Somehow, I manage to yank open Heli’s car door. Percy leaps in and onto the back seat. He sits bolt upright with his tail curled around his body, shivering following the close encounter with his ex-owner.
I start to bundle Heli into the back seat, but she waves me away. “Gwen, I’m all right. You healed me already, remember?”
“But—but you were shot!”
“The bullet must’ve just grazed me. Get out of the way, G, I’m driving.”
“Heli—”
Heli gives me a stern look, hands on hips, her eyebrows at a severe slant. “Be serious, Gwendolynne. You. Are not driving my car.”
Percy pipes up from the back seat. You should listen to the Beautiful One.
“The who?” My mind is sluggish, not quite keeping up, but the next second, it clicks. “Oh.

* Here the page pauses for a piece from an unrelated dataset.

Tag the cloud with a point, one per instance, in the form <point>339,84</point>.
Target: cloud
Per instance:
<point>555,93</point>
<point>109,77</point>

You mean Heloise.” Of course Heloise is the Beautiful One, while I am deemed alopecic.
Yes, her. Percy’s intonation is a mixture of conceited and concerned. We have both witnessed your fast-twitch reflexes, and…well.
Rolling my eyes, I concede defeat. Heli’s right. My nerves are shot. I probably wouldn’t even be able to work out how to start such a fancy vehicle anyway.
Heli and I tumble in, and I’ve barely managed to tug the passenger-side door shut when the mage-powered engine kicks in and Heli floors it.
Halfway down the motorway toward Seamere, as she’s hunched over the steering wheel, gripping it with both hands, Heli lets out a giggle. She presses her lips together, giving me a sidelong look, trying to stifle her mirth.
She fails.
Catching my eye, she lets out a snort, then another giggle. A bubble of elation expands in my chest, and I start snickering too, then outright laughing. And then we’re both laughing, tears leaking out of the corners of our eyes, me clutching the stolen black box in both of my hot little hands.
Maybe it’s ridiculous to be proud of it, but I must say: I’ve got pretty good at rule breaking recently. The adrenaline and endorphins are pumping through my blood vessels like the headiest of designer drugs.
The electric windows slide down, Heli pumps up the stereo, and then we’re zooming along, singing at the top of our lungs, completely off tune. Percy sniffs disdainfully, but even he can’t hide the fact his tail is twitching in time to the music.
I’ve been reinstated at Seamere. Heli and I are almost graduated. We have a Source, and we’ve managed to steal one of Magecorp’s black boxes. All we need to do now is get Conall to help us figure out how the fuck to use it.
And as the shadowed scenery zips past us, the glowing orange streetlights blurring in our vision, we belt out bad ’90s pop into the night air, exhilarated.
I, Gwendolynne Chan, am going to ace my exams. I’m going to beat Harrisford. I’m going to win…
And I’m going to fucking figure out what’s causing all these surges.
I, Gwendolynne Chan, am back in the game.